# I do work but can someone help explain what I can get help on when baby arrives?



## Angel17

So I work as cabin crew and as soon as we are pregnant we work in a office on my basic which 592 a month because I have a loan with credit union of 185 so that is all I am getting so cannot afford to save. I live with my mum and brother but will be applyin for a flat there is no room here plus my brother is diagosed paraoid schizoprenic although he is harmless it is best we move out for a few reasons. 

I am so happy to be having my baby but I was wondering if I will entititled to help.

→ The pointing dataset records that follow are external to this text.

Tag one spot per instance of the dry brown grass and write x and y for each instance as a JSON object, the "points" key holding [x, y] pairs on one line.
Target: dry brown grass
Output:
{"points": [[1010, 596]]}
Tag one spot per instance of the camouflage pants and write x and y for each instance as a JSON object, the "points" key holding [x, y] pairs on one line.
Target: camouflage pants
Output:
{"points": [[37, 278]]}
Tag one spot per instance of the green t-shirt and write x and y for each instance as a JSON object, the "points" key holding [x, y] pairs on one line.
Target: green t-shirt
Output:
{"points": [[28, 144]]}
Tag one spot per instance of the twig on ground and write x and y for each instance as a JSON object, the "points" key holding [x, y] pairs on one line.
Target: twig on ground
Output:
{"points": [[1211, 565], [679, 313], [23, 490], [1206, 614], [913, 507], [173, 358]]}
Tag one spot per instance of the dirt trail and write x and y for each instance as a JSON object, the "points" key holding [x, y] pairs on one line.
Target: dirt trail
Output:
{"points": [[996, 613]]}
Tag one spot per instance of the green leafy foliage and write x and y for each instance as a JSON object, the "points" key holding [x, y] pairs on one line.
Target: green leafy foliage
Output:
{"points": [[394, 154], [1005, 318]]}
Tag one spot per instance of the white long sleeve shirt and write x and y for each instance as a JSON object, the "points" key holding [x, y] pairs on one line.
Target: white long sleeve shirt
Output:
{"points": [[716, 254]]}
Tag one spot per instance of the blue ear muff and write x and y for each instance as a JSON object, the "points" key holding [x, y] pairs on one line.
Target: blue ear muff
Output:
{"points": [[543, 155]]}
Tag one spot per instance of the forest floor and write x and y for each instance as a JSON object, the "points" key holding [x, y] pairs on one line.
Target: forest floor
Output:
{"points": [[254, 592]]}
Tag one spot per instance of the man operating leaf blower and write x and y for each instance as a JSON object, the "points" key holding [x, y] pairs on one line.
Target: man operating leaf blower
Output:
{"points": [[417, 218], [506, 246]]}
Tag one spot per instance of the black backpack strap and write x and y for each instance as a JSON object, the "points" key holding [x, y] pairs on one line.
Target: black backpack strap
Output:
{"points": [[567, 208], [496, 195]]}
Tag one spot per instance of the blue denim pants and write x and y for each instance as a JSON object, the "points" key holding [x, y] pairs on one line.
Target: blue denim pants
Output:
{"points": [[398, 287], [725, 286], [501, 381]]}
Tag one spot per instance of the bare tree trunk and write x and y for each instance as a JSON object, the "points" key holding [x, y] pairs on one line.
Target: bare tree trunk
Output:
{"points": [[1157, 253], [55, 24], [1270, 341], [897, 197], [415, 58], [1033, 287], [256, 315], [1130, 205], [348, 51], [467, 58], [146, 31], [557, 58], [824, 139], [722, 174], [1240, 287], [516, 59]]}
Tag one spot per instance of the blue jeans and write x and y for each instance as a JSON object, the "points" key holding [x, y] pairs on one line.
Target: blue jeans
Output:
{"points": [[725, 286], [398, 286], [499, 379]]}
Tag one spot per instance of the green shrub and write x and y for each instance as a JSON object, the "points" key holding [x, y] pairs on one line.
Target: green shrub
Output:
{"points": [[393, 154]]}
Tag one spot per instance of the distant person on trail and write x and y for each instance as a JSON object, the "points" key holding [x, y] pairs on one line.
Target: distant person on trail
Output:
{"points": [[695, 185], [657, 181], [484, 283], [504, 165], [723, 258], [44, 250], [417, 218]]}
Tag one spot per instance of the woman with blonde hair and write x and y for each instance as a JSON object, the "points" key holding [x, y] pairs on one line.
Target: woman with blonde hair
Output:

I DO NOT WANT TO STAY ON BENEFITS and with my mum help I am going back to work because when I do work I can earn 1200-1400 pm. 

I am just asking in the meantime will I be able to get some help. I have never in my life been benefits etc so no idea about any of it.

Oh and maternity pay is like 120 per week??? Will be entitled to any child credit tax credits anythig. 


As I mentioned although I love my job most women in their job get paid there full salary we dont for months before baby is even here. 
I should have saved more but always was useless with money. :dohh:


----------



## Dezireey

To be honest Hun there is nothing wrong with being on benefits when you need it. If you have paid taxes all your life, why shouldn't you take time out to have your baby and claim some money back? I'm currently on mat leave till January and I was going to go straight back to work, can't now as my job changed and means I have to travel round country, so now going to claim benefits until I go back to study in September next year. Currently I get child tax credit £252 per month and child benefit £80 per month. I'm not eligible for working tax credit or housing benefit but that is also something for you to look into.What you will have to do is tally up how much childcare costs whilst you are in work etc and your take home pay per month and see if you would be worse or better off. My friend had to give up her job and go part time and claim benefits. She ended up on less money working 5 days a week and she couldn't spend time with her little girl because she was in nursery all day at 7 months, she hated it and she is going back to work full time when her LO is 2 yr old, I might do the same, not sure yet.


----------



## lemontree12

at the min i get 62pw child tax credit and 80pm child benefit.

dezireey you dont mind me asking why you dont qualify for housing benefit? i am due to apply for that when my maternity goes to stat in novemeber and hoping i get it


----------